Une nouvelle étude pangénomique, dont une menée par la clinique de la douleur de Kiel, identifie pour la première fois des facteurs de risque génétiques de la céphalée en grappe : l’objectif de l’étude était de recueillir des données pour la première méta-analyse d’une étude d’association pangénomique sur la céphalée en grappe, d’identifier les variants génétiques à risque et d’obtenir des informations biologiques sur la cause de la céphalée en grappe.
Au total, 4 777 patients (3 348 hommes et 1 429 femmes) atteints de céphalée en grappe diagnostiquée cliniquement ont été recrutés au sein de 10 cohortes européennes et d’une cohorte d’Asie de l’Est. Les gènes causaux ont été priorisés à l’aide de 5 méthodes complémentaires.

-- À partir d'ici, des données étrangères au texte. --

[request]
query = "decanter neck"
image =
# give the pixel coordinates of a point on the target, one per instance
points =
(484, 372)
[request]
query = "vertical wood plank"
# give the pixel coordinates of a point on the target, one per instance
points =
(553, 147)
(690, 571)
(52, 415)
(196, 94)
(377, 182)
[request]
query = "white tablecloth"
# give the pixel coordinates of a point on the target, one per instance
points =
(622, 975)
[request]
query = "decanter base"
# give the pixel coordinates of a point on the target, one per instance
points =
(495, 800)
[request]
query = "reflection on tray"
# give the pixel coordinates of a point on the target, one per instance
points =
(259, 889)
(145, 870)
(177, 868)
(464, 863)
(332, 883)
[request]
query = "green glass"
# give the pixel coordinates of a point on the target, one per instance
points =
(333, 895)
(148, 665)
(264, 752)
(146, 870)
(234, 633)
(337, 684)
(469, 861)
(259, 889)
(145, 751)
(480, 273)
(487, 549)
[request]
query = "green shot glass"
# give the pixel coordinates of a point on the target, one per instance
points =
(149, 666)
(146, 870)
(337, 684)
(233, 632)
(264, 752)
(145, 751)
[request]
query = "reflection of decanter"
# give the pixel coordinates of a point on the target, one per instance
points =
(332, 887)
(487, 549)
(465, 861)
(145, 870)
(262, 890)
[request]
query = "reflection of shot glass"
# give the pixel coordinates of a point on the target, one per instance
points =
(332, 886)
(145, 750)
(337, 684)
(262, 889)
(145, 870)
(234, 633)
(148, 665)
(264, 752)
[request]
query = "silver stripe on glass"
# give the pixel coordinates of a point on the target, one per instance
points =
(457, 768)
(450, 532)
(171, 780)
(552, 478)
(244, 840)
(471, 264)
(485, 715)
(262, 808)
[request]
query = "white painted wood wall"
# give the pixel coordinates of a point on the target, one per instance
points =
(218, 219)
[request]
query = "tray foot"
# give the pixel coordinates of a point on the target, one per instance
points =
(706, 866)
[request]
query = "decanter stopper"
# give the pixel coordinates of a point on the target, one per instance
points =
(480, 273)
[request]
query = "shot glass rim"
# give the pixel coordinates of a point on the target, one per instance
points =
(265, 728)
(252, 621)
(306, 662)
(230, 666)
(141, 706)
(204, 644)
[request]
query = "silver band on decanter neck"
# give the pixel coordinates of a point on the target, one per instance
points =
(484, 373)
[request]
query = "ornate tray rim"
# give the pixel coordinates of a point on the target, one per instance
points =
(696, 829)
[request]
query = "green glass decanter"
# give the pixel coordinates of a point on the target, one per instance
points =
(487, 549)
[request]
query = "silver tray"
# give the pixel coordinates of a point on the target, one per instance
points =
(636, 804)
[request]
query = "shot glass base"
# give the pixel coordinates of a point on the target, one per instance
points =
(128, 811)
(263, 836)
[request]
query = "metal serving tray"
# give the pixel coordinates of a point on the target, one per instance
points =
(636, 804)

L'héritabilité estimée de la céphalée en grappe, basée sur les polymorphismes nucléotidiques simples (SNP), était de 14,5 %. Nous avons identifié neuf signaux indépendants à sept loci significatifs à l'échelle du génome dans la méta-analyse principale et un locus supplémentaire dans la méta-analyse transethnique. Les 20 gènes considérés comme potentiellement causaux de la céphalée en grappe présentaient un enrichissement en gènes dans les artères et le tissu cérébral. La céphalée en grappe était génétiquement corrélée au tabagisme, aux comportements à risque, au trouble déficitaire de l'attention avec hyperactivité (TDAH), à la dépression et aux douleurs musculo-squelettiques. L'analyse de randomisation mendélienne suggérait un effet causal de l'intensité du tabagisme sur la céphalée en grappe. Trois des loci identifiés étaient également présents dans la migraine.
Cette première méta-analyse d'une étude d'association pangénomique apporte des informations importantes sur les bases biologiques de la céphalée en grappe.